During November the loan-to-deposit ratio (LDR) was under 80 per cent, with an LDR in credit granting and foreign currency activities at just over 80 per cent, which is under the safety level.

Credit flow moved more towards short-term lending.

Although the increase in credit was relatively high, the net interest margin (NIM) only rose slightly as banks set higher risk provisions, which also brought down profit margins. 

 

2013

2014

2015 (Based on Jan - Nov)

NIM

2.8 per cent  

2.7 per cent

 2.8 per cent

ROE

6.4 per cent  

4.6 per cent  

4.9 per cent

ROA

0.6 per cent  

0.4 per cent  

0.4 per cent

Table: Main banking sector indexes


Revenue from non-financial enterprises in the first nine months increased 26.37 per cent year-on-year. ROA and ROE reached 4.61 per cent and 10.76 per cent, respectively, for an increase of 1.33 points, or 0.79 per cent higher year-on-year.

ROA and ROE at SMEs were 2.37 per cent and 5.46 per cent, against -1.64 per cent and -1 per cent in the same period of 2014.

The Index of Industrial Production (IPP) in the first eleven months increased 9.7 per cent, 2.2 per cent higher than the 7.5 per cent growth recorded in the same period last year.

The manufacturing index rose 10.1 per cent, compared to 8.1 per cent growth in the same period last year.

The Purchasing Managers’ Index (PMI) increased slightly, to 50.1 points from 50 points in September.

The NFSC said that the general PMI for all of 2015 would be 52 points; much the same as in 2014 (52.4 points).

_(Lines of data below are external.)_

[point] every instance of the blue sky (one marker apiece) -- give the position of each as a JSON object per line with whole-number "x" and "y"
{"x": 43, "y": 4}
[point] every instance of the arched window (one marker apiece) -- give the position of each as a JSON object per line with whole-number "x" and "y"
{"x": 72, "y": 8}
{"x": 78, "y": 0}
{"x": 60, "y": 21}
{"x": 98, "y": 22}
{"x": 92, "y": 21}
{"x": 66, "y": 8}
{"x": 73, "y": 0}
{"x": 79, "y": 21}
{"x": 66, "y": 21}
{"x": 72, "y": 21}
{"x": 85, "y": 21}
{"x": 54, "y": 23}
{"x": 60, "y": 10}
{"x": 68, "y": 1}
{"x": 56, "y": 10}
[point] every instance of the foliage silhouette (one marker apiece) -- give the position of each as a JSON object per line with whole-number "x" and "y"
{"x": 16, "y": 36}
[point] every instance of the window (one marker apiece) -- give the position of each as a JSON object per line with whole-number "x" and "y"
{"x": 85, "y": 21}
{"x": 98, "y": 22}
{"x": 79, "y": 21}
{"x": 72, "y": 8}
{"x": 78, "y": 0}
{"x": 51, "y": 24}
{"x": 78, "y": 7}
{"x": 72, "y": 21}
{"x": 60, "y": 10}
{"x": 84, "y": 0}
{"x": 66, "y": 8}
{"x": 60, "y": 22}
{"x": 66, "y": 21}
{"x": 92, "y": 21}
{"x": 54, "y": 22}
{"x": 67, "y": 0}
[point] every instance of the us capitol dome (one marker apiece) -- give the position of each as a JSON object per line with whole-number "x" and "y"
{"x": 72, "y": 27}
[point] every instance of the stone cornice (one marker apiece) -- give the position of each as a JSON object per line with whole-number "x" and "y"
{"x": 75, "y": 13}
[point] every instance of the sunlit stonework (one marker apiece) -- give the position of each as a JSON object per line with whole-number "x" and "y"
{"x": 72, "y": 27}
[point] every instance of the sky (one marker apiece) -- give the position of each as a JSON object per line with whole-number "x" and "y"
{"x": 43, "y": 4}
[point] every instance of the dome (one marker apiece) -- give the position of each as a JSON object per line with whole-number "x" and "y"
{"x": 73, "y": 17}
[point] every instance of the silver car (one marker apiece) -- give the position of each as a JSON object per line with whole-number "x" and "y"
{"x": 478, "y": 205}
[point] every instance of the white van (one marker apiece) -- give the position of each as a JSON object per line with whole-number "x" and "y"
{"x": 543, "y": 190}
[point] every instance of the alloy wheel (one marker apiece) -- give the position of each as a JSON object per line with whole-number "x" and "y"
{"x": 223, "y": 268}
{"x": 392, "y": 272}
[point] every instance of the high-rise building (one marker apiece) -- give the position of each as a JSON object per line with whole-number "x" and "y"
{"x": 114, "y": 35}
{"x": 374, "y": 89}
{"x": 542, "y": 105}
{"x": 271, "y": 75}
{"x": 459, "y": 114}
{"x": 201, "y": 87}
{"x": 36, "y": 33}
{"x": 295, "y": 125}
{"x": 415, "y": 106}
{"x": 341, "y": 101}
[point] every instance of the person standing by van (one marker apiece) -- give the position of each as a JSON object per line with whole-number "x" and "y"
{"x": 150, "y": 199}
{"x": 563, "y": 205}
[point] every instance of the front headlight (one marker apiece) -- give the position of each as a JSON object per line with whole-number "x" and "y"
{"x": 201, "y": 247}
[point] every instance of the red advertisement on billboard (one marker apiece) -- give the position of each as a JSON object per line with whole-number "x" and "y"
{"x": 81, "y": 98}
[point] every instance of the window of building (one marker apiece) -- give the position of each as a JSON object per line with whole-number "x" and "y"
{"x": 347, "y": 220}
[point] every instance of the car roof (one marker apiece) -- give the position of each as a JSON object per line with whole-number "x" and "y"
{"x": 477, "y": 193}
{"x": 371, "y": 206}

Exports also saw increases, with turnover increasing 8.3 per cent in the first eleven months against the same period last year, which is higher than the average rise in global export turnover indicated by the Word Bank, of 5.1 per cent, 8 per cent in ASEAN, and 6.8 per cent in China.

However, the increase is mostly due to the foreign sector, while export turnover from the domestic sector fell 2.6 per cent against the same period last year.

The trade deficit/total export turnover ratio was at 2.5 per cent, showing a downward trend and lower than the target of 5 per cent set by the National Assembly.

The number of newly-registered enterprises in the eleven months increased 28.1 per cent and by 37.7 per cent in terms of capital against the same period of 2014. The number of enterprises closing fell 2.2 per cent year-on-year.